On Wed, 12 Feb 2014 00:07:43 -0800
Eric Anholt <e...@anholt.net> wrote:

> >> On Sun, 15 Dec 2013 12:38:28 +0200
> >> Lauri Kasanen <c...@gmx.com> wrote:
> >> 
> >> > There is a GLX extension for this behavior, glx_swap_control_tear, which 
> >> > mesa doesn't
> >> > support ATM. But as usual, even after it becomes supported, there will 
> >> > be thousands
> >> > of applications that won't add support for it, necessitating the need 
> >> > for a user
> >> > override.
> >> 
> >> Ping. Patch 1 is already merged.
> >
> > Ping 2.
> 
> I don't think this is what people are thinking of when they ask for
> GLX_swap_control_tear.  The model behind swap_control_tear, as far as
> I've heard, is that you've got a workload that should be hitting refresh
> rate, but then something happens (a shader recompile, for example).  So
> one frame misses vsync, and you want that frame to get presented as soon
> as possible rather than at the next vblank.
> 
> Instead, this patch has that swap still presented vsynced next frame,
> late, but then the frame after that (that you predict should be back to
> hitting refresh rate) ends up tearing even when it finished on time.  It
> seems worse than what would have happened without the patch.
> 
> There's also the fact that gettimeofday() has only a very limited
> relationship to when frames are ready to be flipped.

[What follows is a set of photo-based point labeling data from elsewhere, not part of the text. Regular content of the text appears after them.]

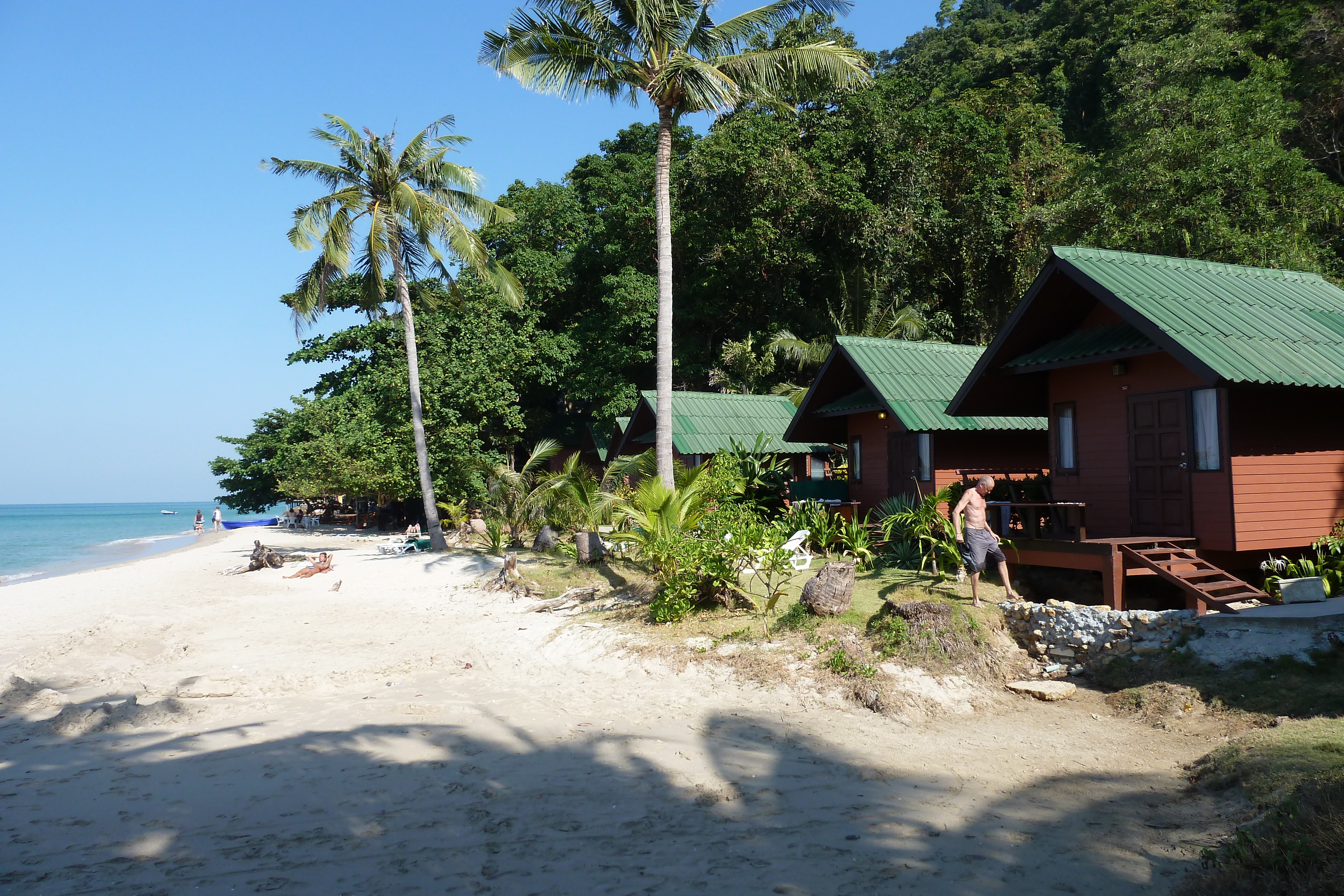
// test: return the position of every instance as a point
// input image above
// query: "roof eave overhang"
(1089, 359)
(1140, 322)
(624, 437)
(807, 399)
(987, 360)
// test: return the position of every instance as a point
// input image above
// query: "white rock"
(205, 687)
(1045, 690)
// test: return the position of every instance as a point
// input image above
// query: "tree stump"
(545, 539)
(589, 546)
(830, 593)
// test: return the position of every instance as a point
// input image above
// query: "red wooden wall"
(1287, 451)
(1100, 420)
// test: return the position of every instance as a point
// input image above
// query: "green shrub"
(890, 631)
(677, 601)
(798, 618)
(843, 664)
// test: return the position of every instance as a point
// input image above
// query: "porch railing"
(1040, 520)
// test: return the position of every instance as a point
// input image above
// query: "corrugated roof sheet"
(1248, 324)
(861, 401)
(1099, 340)
(603, 436)
(710, 422)
(919, 379)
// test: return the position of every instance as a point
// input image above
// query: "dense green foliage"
(1202, 128)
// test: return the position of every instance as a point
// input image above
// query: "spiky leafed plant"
(673, 53)
(519, 496)
(419, 210)
(583, 492)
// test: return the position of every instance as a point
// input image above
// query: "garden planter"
(1302, 590)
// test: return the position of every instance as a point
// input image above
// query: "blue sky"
(143, 249)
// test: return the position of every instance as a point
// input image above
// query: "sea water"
(52, 539)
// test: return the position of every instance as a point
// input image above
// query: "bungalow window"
(1209, 455)
(1066, 438)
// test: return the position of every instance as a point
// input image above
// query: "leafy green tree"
(416, 205)
(673, 53)
(1201, 167)
(252, 480)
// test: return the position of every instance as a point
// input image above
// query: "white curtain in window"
(1208, 455)
(1065, 421)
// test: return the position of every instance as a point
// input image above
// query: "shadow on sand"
(431, 809)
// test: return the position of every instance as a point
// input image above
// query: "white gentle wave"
(149, 539)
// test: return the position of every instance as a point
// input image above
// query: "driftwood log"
(589, 546)
(505, 578)
(830, 593)
(571, 598)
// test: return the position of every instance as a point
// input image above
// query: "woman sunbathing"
(322, 563)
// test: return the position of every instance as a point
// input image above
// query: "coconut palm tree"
(419, 210)
(519, 496)
(673, 53)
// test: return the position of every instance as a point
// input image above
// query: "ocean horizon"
(40, 541)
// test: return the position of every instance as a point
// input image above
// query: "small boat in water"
(241, 524)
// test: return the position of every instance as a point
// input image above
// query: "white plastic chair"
(799, 554)
(799, 557)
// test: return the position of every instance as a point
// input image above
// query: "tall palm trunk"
(404, 297)
(663, 214)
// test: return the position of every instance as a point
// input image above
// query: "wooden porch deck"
(1118, 559)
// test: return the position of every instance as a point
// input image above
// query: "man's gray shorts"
(980, 546)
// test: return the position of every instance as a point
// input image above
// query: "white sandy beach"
(274, 735)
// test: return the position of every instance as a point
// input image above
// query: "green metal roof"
(861, 401)
(919, 379)
(710, 422)
(1247, 324)
(603, 436)
(1099, 340)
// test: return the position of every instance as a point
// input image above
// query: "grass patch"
(1283, 687)
(1298, 846)
(1271, 762)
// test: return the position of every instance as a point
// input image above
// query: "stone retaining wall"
(1081, 637)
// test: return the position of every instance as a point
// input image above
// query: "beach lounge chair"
(799, 557)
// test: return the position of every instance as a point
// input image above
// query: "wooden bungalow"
(885, 398)
(1195, 409)
(705, 424)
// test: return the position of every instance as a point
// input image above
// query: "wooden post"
(1114, 581)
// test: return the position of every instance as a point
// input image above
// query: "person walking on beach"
(979, 543)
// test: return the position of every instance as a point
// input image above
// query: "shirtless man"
(979, 543)
(322, 563)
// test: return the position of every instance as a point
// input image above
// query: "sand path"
(355, 753)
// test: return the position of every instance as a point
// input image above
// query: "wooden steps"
(1206, 585)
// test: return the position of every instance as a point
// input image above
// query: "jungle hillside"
(1190, 128)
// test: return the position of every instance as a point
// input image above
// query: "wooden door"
(1159, 469)
(902, 464)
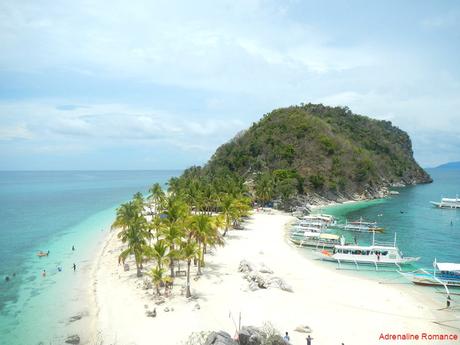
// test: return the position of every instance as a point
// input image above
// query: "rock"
(279, 283)
(73, 339)
(220, 338)
(75, 318)
(250, 336)
(303, 329)
(245, 266)
(147, 284)
(160, 301)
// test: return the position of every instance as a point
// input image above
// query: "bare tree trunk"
(199, 260)
(188, 294)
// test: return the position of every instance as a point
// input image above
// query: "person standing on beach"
(286, 337)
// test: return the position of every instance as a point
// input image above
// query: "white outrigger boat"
(443, 274)
(316, 239)
(377, 254)
(323, 218)
(361, 226)
(447, 203)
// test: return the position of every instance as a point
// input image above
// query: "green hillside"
(317, 149)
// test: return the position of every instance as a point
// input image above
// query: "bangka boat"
(317, 240)
(447, 203)
(362, 226)
(376, 254)
(444, 273)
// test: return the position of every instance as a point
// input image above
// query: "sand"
(338, 307)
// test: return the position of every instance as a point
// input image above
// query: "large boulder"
(220, 338)
(73, 339)
(250, 336)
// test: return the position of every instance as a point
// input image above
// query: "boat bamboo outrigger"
(377, 254)
(447, 203)
(443, 274)
(361, 226)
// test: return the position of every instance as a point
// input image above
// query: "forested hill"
(326, 150)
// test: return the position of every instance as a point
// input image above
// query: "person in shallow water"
(286, 337)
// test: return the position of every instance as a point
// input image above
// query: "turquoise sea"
(54, 211)
(421, 229)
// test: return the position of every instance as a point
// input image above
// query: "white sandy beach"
(338, 307)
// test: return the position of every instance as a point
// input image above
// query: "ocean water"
(54, 211)
(421, 229)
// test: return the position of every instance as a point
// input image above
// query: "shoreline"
(324, 295)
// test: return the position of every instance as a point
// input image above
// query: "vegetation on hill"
(317, 149)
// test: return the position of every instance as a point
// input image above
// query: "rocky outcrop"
(261, 277)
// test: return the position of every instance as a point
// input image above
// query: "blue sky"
(160, 84)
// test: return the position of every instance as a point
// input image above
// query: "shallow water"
(55, 211)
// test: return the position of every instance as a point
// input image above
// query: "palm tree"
(160, 253)
(204, 231)
(135, 237)
(157, 195)
(188, 253)
(172, 235)
(158, 278)
(175, 220)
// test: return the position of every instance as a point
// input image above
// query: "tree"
(188, 253)
(158, 278)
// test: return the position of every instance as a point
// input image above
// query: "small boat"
(447, 203)
(443, 274)
(376, 254)
(323, 218)
(316, 240)
(362, 226)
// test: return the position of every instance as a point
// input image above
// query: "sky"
(161, 84)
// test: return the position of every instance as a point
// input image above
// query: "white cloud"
(18, 131)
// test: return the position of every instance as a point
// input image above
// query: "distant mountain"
(323, 150)
(450, 166)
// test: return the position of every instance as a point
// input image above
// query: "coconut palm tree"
(175, 220)
(157, 196)
(158, 278)
(135, 236)
(188, 253)
(205, 232)
(160, 253)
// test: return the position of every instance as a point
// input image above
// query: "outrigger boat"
(447, 203)
(323, 218)
(443, 273)
(317, 240)
(376, 254)
(362, 226)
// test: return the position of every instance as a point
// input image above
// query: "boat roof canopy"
(447, 266)
(329, 236)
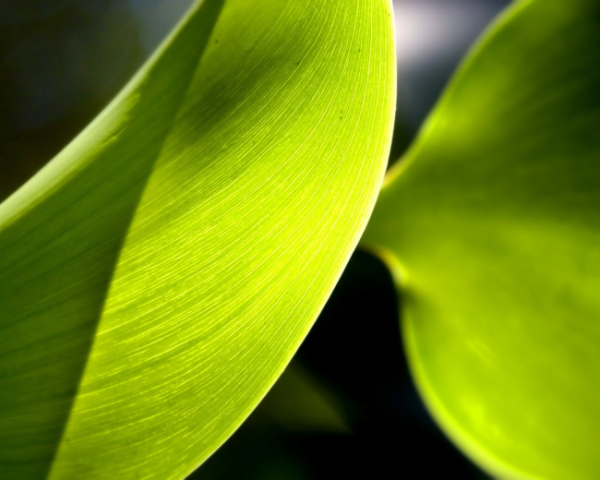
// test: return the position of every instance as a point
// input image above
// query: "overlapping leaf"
(492, 224)
(158, 275)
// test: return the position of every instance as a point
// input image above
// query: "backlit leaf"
(157, 276)
(492, 226)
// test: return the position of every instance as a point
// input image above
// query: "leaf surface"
(157, 276)
(491, 225)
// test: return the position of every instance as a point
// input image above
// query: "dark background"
(349, 408)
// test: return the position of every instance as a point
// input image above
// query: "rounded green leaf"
(492, 227)
(157, 276)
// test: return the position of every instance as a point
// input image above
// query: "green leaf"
(491, 225)
(157, 276)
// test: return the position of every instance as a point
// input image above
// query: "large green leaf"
(157, 276)
(492, 226)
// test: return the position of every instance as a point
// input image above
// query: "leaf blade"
(235, 216)
(491, 228)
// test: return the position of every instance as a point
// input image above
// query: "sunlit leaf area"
(272, 240)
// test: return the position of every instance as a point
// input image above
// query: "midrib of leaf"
(62, 192)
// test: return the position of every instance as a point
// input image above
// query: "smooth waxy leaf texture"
(157, 276)
(492, 226)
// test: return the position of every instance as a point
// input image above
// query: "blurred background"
(346, 407)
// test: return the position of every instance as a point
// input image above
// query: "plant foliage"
(491, 227)
(157, 276)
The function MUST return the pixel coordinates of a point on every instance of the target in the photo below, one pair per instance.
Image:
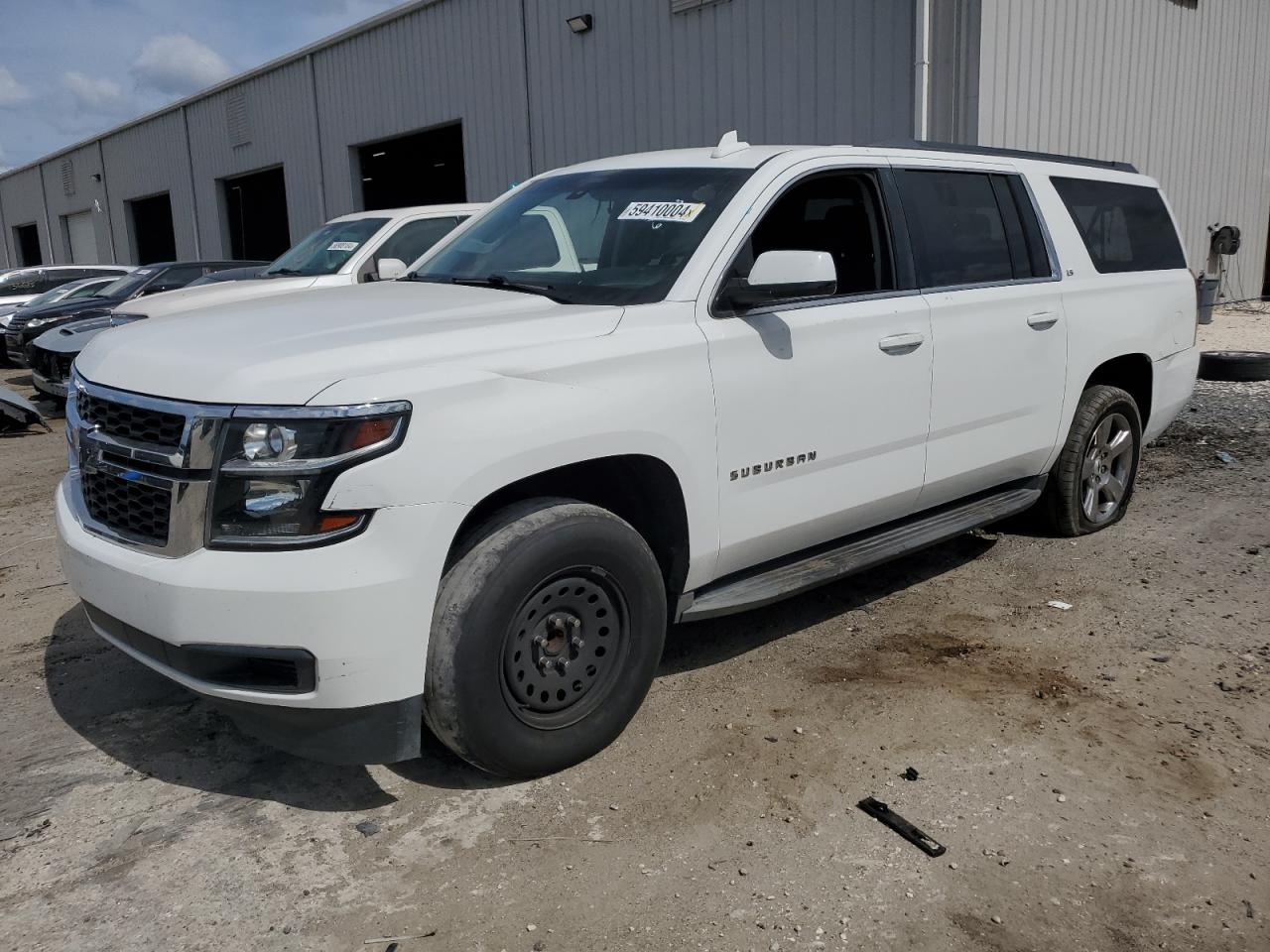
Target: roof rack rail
(926, 146)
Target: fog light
(267, 440)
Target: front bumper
(362, 608)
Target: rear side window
(971, 227)
(1125, 227)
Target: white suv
(744, 372)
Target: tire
(543, 583)
(1234, 365)
(1091, 484)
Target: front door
(822, 405)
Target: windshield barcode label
(662, 211)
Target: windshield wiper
(502, 284)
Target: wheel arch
(1132, 373)
(644, 490)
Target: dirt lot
(1100, 775)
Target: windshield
(19, 284)
(616, 238)
(327, 249)
(49, 296)
(127, 286)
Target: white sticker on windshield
(662, 211)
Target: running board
(856, 553)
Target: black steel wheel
(547, 635)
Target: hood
(209, 295)
(289, 348)
(73, 336)
(64, 308)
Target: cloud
(178, 64)
(90, 91)
(12, 91)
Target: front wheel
(1091, 484)
(545, 639)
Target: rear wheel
(545, 639)
(1091, 484)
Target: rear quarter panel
(1110, 315)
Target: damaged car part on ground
(536, 439)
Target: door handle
(1043, 321)
(901, 343)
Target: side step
(790, 576)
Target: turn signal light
(371, 431)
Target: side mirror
(390, 268)
(783, 276)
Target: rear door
(822, 405)
(987, 271)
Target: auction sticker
(662, 211)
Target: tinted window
(956, 227)
(835, 212)
(176, 278)
(408, 243)
(1125, 227)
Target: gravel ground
(1098, 774)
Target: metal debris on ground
(885, 815)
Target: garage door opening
(80, 238)
(153, 235)
(26, 240)
(425, 168)
(255, 213)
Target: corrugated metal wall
(22, 197)
(456, 60)
(1178, 87)
(278, 128)
(146, 160)
(817, 71)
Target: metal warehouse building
(443, 100)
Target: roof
(436, 211)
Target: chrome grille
(140, 467)
(131, 422)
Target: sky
(71, 68)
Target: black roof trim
(925, 146)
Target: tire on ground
(1064, 504)
(484, 620)
(1233, 366)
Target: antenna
(729, 145)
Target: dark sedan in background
(30, 324)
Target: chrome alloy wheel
(1106, 468)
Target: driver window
(838, 212)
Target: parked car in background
(154, 278)
(22, 285)
(475, 497)
(227, 275)
(352, 249)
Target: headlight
(276, 468)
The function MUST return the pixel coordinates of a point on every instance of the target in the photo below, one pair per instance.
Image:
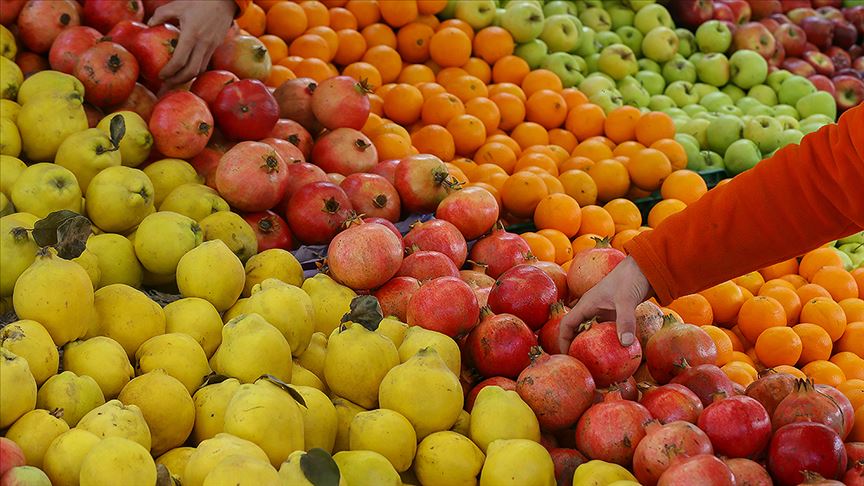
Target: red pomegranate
(426, 265)
(181, 125)
(69, 45)
(108, 73)
(372, 196)
(423, 182)
(663, 444)
(558, 388)
(611, 431)
(473, 210)
(243, 55)
(395, 294)
(341, 102)
(499, 251)
(598, 347)
(805, 446)
(770, 389)
(364, 256)
(438, 235)
(526, 292)
(500, 345)
(41, 21)
(317, 211)
(674, 344)
(271, 231)
(295, 102)
(706, 381)
(738, 426)
(104, 14)
(590, 266)
(701, 469)
(445, 304)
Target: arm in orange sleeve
(805, 195)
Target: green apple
(723, 131)
(748, 69)
(713, 69)
(524, 21)
(741, 155)
(652, 16)
(713, 36)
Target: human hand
(613, 299)
(203, 25)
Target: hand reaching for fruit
(613, 299)
(203, 25)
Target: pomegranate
(611, 430)
(499, 251)
(473, 210)
(770, 389)
(271, 231)
(524, 291)
(372, 196)
(597, 345)
(701, 469)
(806, 403)
(805, 446)
(108, 73)
(341, 102)
(395, 294)
(674, 344)
(243, 55)
(748, 473)
(445, 304)
(295, 102)
(558, 388)
(423, 182)
(181, 125)
(41, 21)
(738, 426)
(706, 381)
(365, 256)
(209, 83)
(316, 212)
(69, 45)
(105, 14)
(153, 49)
(590, 266)
(662, 444)
(499, 345)
(426, 265)
(345, 151)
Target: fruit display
(340, 255)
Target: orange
(596, 220)
(837, 281)
(663, 210)
(620, 125)
(541, 247)
(468, 132)
(824, 373)
(522, 192)
(725, 299)
(450, 47)
(694, 309)
(560, 212)
(684, 185)
(648, 169)
(826, 314)
(653, 126)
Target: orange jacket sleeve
(802, 197)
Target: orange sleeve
(802, 197)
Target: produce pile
(341, 255)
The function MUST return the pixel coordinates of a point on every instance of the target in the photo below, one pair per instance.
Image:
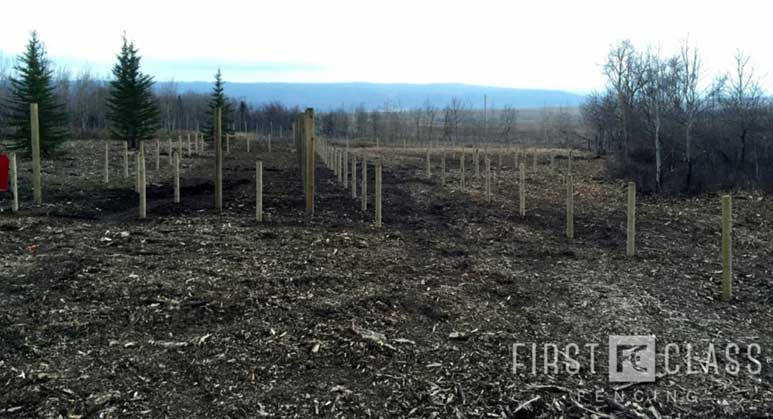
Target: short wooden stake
(727, 248)
(364, 187)
(37, 191)
(177, 178)
(259, 191)
(522, 190)
(14, 183)
(630, 248)
(125, 159)
(107, 163)
(142, 187)
(569, 207)
(378, 192)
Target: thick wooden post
(107, 163)
(364, 187)
(378, 192)
(461, 169)
(142, 183)
(443, 168)
(345, 168)
(37, 191)
(630, 247)
(259, 191)
(14, 183)
(488, 180)
(429, 165)
(354, 176)
(125, 159)
(177, 178)
(476, 163)
(569, 207)
(727, 248)
(522, 190)
(310, 145)
(218, 160)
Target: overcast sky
(555, 44)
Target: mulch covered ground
(191, 313)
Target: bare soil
(191, 313)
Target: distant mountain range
(329, 96)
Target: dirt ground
(191, 313)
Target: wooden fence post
(177, 178)
(378, 192)
(429, 165)
(142, 183)
(259, 191)
(125, 159)
(107, 162)
(310, 145)
(569, 207)
(345, 168)
(37, 191)
(630, 248)
(461, 168)
(443, 168)
(727, 247)
(137, 174)
(364, 187)
(476, 163)
(218, 160)
(488, 180)
(354, 176)
(14, 183)
(522, 190)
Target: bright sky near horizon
(553, 44)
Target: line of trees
(78, 106)
(455, 123)
(671, 131)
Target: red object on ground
(3, 172)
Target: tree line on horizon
(665, 127)
(129, 106)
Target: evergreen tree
(33, 83)
(217, 100)
(131, 107)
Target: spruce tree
(131, 108)
(217, 100)
(33, 83)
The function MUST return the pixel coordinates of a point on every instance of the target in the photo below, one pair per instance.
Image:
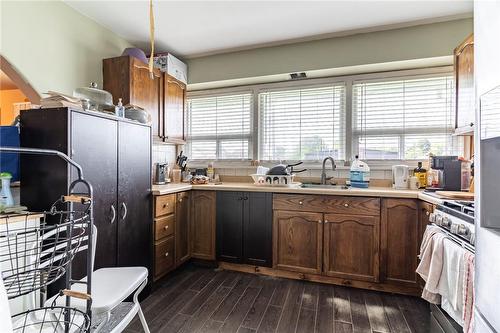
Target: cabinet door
(175, 92)
(146, 92)
(94, 147)
(134, 195)
(425, 210)
(230, 226)
(258, 229)
(464, 81)
(399, 241)
(203, 224)
(297, 241)
(182, 250)
(351, 247)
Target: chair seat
(110, 286)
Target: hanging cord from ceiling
(151, 38)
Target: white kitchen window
(219, 127)
(403, 118)
(302, 123)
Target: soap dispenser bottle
(120, 109)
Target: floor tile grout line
(265, 310)
(300, 307)
(246, 314)
(283, 307)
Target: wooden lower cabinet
(203, 224)
(182, 228)
(351, 247)
(164, 257)
(400, 231)
(298, 241)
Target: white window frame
(347, 80)
(218, 139)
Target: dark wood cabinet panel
(182, 236)
(96, 151)
(327, 204)
(175, 96)
(464, 84)
(258, 229)
(230, 226)
(203, 224)
(298, 241)
(351, 247)
(244, 228)
(399, 241)
(134, 195)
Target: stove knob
(432, 217)
(472, 238)
(462, 230)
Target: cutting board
(456, 195)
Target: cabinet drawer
(164, 226)
(327, 204)
(164, 205)
(164, 256)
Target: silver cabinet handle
(124, 207)
(113, 216)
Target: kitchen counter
(385, 192)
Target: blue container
(9, 162)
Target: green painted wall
(53, 46)
(423, 41)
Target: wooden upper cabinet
(203, 224)
(162, 96)
(351, 247)
(399, 241)
(182, 229)
(297, 241)
(464, 85)
(175, 97)
(128, 78)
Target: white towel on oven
(5, 320)
(451, 282)
(431, 263)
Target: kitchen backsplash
(162, 153)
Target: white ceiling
(193, 28)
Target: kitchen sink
(326, 186)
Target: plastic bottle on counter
(120, 109)
(421, 174)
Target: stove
(456, 217)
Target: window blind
(302, 124)
(405, 118)
(219, 127)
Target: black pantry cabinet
(115, 155)
(244, 227)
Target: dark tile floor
(198, 299)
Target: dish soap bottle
(6, 199)
(360, 174)
(421, 174)
(120, 109)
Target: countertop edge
(381, 192)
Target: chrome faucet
(323, 172)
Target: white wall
(487, 76)
(53, 46)
(404, 44)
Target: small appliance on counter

True, it won't catch a single-frame hickup currently. But the situation
I thought of was different: you usually hit the refresh rate, but then
a heavy level / cutscene / animation happens, which would drop you to
30 fps for several minutes, as long as the heavier workload is present.

This has downsides for latency and the perception of smoothness.